The Day of Archaeology is a pretty busy one in the office – not just the usual need to get specimens analysed and reports out of the door, but also with the added urgency of being almost the last day in the office before holidays.
As an archaeometallurgical specialist, I examine assemblages of metalworking residues (mainly slag…) on behalf of field archaeologists, both in academia and in the commercial world. My particular interest is in iron – so although I undertake projects dealing with all sorts of materials, it is with iron that there is the greatest synergy between my commercial work and my research interests. You might have thought we already know all there is to to know about iron making and iron working – but nothing could be further from the truth. This is a dynamic and rapidly advancing branch of archaeometallurgy and experimental work on various techniques is a key aspect of what I do – at least when the opportunity arises.
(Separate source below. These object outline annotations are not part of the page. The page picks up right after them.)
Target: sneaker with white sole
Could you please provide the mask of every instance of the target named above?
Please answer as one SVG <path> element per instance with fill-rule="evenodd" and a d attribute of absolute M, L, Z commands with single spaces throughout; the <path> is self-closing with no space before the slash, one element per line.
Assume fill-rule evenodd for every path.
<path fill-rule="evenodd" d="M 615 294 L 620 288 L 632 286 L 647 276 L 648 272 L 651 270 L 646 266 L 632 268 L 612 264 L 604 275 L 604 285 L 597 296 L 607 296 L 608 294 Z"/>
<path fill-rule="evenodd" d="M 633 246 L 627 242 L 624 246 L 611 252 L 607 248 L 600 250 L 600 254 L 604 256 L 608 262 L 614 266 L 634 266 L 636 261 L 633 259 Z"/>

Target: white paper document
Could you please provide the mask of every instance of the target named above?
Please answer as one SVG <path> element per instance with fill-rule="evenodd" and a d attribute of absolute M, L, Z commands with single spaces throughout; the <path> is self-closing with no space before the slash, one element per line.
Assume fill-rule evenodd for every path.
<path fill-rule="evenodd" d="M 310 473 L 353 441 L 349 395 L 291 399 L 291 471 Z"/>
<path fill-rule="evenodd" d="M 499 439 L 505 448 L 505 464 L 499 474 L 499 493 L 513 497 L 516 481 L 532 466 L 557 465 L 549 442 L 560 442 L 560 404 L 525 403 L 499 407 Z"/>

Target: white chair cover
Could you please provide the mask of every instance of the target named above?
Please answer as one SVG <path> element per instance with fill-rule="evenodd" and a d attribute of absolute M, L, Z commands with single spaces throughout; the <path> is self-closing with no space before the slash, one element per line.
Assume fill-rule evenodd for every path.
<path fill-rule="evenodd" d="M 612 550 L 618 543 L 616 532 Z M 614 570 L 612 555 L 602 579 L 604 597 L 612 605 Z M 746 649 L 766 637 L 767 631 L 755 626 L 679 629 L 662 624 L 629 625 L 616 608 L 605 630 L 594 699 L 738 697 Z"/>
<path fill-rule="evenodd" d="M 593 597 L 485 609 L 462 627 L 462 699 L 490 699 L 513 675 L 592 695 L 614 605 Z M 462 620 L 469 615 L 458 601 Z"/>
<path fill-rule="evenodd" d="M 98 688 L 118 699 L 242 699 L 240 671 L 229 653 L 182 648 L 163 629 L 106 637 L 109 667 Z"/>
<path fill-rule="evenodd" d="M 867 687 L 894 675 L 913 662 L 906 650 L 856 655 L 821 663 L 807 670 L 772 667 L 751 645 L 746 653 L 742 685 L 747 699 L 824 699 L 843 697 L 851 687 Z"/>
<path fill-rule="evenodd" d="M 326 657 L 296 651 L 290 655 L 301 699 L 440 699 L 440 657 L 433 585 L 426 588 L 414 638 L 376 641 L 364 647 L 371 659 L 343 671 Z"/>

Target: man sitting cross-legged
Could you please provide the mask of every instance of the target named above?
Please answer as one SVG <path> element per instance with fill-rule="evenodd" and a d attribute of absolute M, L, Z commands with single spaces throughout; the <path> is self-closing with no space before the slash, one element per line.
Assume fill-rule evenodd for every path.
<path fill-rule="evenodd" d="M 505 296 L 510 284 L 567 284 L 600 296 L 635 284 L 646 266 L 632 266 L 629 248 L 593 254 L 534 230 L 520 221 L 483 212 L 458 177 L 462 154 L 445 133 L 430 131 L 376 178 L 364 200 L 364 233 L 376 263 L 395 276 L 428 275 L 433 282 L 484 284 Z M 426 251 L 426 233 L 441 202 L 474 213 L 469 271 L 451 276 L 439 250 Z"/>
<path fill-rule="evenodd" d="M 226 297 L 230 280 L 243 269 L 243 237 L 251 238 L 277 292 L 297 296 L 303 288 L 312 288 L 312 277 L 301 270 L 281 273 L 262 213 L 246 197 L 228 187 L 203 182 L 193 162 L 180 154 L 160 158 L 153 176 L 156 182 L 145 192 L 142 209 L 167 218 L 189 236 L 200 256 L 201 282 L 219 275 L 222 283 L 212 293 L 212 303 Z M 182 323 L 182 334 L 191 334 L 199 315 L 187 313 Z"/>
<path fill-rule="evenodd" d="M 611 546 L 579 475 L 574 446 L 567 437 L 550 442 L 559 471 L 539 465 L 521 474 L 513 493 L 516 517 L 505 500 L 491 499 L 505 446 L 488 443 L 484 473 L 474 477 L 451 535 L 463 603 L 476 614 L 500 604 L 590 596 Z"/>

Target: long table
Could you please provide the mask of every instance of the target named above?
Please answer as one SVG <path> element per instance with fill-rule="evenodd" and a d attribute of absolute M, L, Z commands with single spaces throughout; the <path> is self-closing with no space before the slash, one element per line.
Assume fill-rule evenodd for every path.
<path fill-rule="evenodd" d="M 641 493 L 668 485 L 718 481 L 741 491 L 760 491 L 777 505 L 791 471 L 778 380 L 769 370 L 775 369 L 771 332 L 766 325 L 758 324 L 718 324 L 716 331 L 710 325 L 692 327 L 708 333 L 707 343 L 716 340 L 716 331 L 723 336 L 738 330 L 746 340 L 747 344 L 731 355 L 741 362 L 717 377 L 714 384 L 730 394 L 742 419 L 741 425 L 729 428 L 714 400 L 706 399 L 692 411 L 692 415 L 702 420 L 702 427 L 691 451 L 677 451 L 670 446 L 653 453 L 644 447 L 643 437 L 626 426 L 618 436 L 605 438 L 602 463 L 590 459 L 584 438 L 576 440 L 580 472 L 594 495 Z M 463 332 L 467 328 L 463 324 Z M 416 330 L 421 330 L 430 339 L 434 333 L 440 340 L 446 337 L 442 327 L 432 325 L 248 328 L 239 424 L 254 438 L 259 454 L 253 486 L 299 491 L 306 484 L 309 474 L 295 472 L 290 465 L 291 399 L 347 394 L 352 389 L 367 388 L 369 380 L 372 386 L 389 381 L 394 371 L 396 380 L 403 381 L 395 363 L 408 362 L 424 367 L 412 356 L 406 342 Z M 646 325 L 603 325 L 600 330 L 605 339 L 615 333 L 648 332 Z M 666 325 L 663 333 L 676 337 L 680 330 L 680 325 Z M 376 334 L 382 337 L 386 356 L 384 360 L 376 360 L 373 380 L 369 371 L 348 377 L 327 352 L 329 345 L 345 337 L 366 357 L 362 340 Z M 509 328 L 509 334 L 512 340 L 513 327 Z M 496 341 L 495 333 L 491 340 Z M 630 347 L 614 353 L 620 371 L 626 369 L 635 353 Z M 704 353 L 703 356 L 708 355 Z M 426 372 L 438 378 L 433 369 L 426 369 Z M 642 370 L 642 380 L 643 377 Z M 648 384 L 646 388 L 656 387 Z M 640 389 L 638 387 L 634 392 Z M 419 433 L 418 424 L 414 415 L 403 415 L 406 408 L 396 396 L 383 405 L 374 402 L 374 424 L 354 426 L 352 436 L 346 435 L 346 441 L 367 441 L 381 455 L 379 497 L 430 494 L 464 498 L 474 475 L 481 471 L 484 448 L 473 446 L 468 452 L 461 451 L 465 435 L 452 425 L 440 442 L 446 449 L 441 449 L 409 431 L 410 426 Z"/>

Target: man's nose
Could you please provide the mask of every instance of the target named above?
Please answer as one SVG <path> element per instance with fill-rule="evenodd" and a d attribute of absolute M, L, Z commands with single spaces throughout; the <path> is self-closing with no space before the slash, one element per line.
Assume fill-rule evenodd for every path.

The reports I’m completing today include two for assemblages from a pair of adjacent Early Medieval sites in central Ireland. Intepreting such material entails bringing together various strands of data:
– there is the overall make-up of the assemblage, the types of slag, their proportions and distribution within the site. Much of that information is produced during the assessment stage of the project.
– there are detailed observations to be made about the form of individual pieces of slag. Often they can be identified to a general process or technology at this stage.
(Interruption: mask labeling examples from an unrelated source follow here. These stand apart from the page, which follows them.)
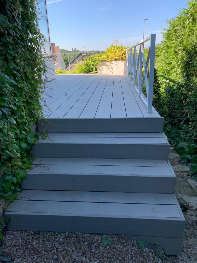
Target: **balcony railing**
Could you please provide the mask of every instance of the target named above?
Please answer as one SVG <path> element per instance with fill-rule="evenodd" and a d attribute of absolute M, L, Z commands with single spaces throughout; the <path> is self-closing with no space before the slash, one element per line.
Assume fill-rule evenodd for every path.
<path fill-rule="evenodd" d="M 128 48 L 126 51 L 126 74 L 147 107 L 152 112 L 154 68 L 155 35 L 150 35 Z M 145 60 L 144 44 L 150 41 Z M 142 92 L 146 93 L 146 97 Z"/>
<path fill-rule="evenodd" d="M 61 62 L 62 60 L 64 60 L 64 59 L 65 56 L 67 57 L 68 58 L 68 63 L 67 65 L 66 65 L 66 67 L 64 69 L 66 71 L 69 70 L 70 73 L 71 69 L 72 67 L 74 66 L 77 61 L 78 61 L 79 62 L 81 62 L 82 61 L 82 60 L 80 60 L 80 58 L 79 58 L 79 59 L 77 58 L 77 57 L 79 55 L 81 54 L 82 55 L 86 54 L 88 55 L 89 54 L 92 54 L 93 55 L 94 55 L 95 54 L 95 52 L 94 51 L 82 51 L 79 52 L 53 53 L 52 54 L 52 55 L 53 55 L 53 58 L 54 57 L 54 55 L 61 55 L 62 58 L 61 58 L 60 60 L 58 60 L 58 59 L 56 57 L 54 57 L 54 59 L 55 60 L 55 65 L 57 65 L 58 66 L 59 65 L 60 67 L 61 67 L 61 66 L 60 66 Z M 74 56 L 75 54 L 76 55 L 77 55 L 77 54 L 78 54 L 77 55 L 76 55 L 76 56 L 75 57 Z M 63 55 L 64 55 L 62 56 Z M 95 66 L 94 71 L 91 69 L 89 68 L 88 67 L 87 67 L 86 65 L 85 65 L 86 67 L 86 68 L 89 69 L 90 69 L 91 71 L 92 71 L 92 72 L 94 73 L 95 73 Z"/>

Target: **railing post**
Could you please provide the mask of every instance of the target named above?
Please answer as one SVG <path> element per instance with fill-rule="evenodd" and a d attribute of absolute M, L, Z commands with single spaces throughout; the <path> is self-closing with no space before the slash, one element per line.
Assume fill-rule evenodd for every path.
<path fill-rule="evenodd" d="M 148 77 L 148 95 L 147 98 L 148 106 L 147 112 L 152 112 L 153 95 L 153 86 L 154 81 L 154 70 L 155 53 L 155 34 L 151 35 L 151 43 L 150 45 L 150 62 L 149 74 Z"/>
<path fill-rule="evenodd" d="M 70 73 L 70 59 L 69 57 L 69 54 L 68 54 L 68 66 L 69 67 L 69 72 Z"/>
<path fill-rule="evenodd" d="M 126 65 L 125 67 L 126 68 L 125 69 L 126 72 L 125 73 L 126 75 L 127 75 L 128 74 L 128 69 L 127 68 L 127 67 L 128 66 L 128 51 L 127 50 L 126 50 Z"/>

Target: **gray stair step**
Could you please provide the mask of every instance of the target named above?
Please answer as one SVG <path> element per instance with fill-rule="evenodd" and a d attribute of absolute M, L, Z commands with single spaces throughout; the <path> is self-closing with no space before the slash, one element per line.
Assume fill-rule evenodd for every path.
<path fill-rule="evenodd" d="M 39 132 L 43 128 L 47 132 L 162 132 L 163 118 L 48 118 L 38 127 Z"/>
<path fill-rule="evenodd" d="M 23 189 L 173 193 L 176 176 L 166 160 L 37 158 Z"/>
<path fill-rule="evenodd" d="M 169 145 L 163 133 L 50 133 L 32 153 L 37 157 L 167 159 Z"/>
<path fill-rule="evenodd" d="M 25 190 L 19 198 L 6 212 L 9 230 L 159 239 L 166 254 L 181 253 L 185 220 L 174 195 Z"/>

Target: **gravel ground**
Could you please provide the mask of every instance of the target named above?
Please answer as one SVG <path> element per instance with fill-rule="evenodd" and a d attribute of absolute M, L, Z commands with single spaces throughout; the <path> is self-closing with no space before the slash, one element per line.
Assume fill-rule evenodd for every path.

– there are bulk chemical analytical data. I use information generated by XRF (X-Ray Fluoresence Spectrometry) for the major elements and by ICP-MS (Inductively-coupled plasma – mass spectrometry) for the trace elements – thats over 50 elements altogether.
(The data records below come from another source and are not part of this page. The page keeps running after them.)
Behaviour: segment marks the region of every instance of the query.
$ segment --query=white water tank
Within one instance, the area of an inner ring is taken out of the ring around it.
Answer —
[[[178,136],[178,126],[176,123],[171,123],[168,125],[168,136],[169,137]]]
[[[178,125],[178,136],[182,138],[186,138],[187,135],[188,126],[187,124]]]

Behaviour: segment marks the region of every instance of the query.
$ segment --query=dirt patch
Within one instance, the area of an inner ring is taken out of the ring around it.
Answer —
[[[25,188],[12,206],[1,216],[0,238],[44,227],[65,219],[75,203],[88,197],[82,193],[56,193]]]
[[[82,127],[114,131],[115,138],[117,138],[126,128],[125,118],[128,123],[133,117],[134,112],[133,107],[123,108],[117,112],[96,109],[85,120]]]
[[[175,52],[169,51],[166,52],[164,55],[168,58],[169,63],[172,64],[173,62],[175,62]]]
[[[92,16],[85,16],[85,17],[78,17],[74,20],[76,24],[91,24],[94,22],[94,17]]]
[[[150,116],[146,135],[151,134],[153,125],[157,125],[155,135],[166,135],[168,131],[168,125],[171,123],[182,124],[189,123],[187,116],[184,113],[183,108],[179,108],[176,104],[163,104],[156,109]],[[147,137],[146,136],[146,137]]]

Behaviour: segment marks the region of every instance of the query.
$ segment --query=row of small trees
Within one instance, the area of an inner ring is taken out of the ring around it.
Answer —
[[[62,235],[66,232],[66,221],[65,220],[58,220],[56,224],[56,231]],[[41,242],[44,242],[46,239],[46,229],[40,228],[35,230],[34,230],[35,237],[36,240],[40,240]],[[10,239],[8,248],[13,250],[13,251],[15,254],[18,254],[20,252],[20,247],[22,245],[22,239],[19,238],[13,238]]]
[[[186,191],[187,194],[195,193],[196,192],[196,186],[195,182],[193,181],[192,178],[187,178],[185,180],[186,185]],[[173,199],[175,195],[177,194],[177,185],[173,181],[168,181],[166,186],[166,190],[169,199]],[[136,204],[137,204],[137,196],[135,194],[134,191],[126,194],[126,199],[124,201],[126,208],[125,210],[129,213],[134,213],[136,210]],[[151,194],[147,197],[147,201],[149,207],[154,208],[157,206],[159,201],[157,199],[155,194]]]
– and there are also the microstructural and microanalytical data that can be obtained by examining polished blocks of material under the SEM (scanning electron microscope). This gives information on the individual minerals within the slag: what they are, how they formed and sometimes what reactions were taking place in the slag before it solidified.
That, then, are the various sorts of data, but the challenge (and the fun) is in the synthesis of that information into an intepretation. That interpretation needs to be both scientifically rigorous and archaeologically useful. It needs to reflect the place of the metalworking activity in the lives, culture and economy of real people. Its not just a case of what was happening, chemically, within a hearth or furnace – but what that means in a human context.
So where is the synthesis of today’s data going? Well, one of the key observations on the material I’m writing up today is that the morphology of the slag tells me it comes from iron working (rather than primary smelting), but it contains a high proportion of material (particularly the elements manganese and barium) that must have been derived from the original smelting of the iron ore. This means that these slags were generated during the refining of the raw iron bloom to produce a useable material.
One of the great debates in early ironworking studies at the moment is whether such slags were generated during a bloomsmithing operation (thats to say the smith alternately heated the raw iron and forged it with a hammer to drive out the slag impurities) or by a remelting process (in which the smith completely melted the raw iron to allow the escape of the trapped slag). In the past it has been assumed that all bloom refining was by bloom smithing – now it seems remelting may have been much more important than we thought.
It is to debates such as this that experimental work can make a great contribution.
Today’s report writing was, at one level, supplying data and interpretation to a developer-funded project – and relates to the interpretation of life in 7th century Ireland. At another level it was another piece of the jigsaw in trying to understand a key early technology used in many parts of Europe. It will be a while before that all comes together as a comprehensive understanding of the technique – but when it does, that information can then be fed back again into the understanding of people’s lives 1400 years ago.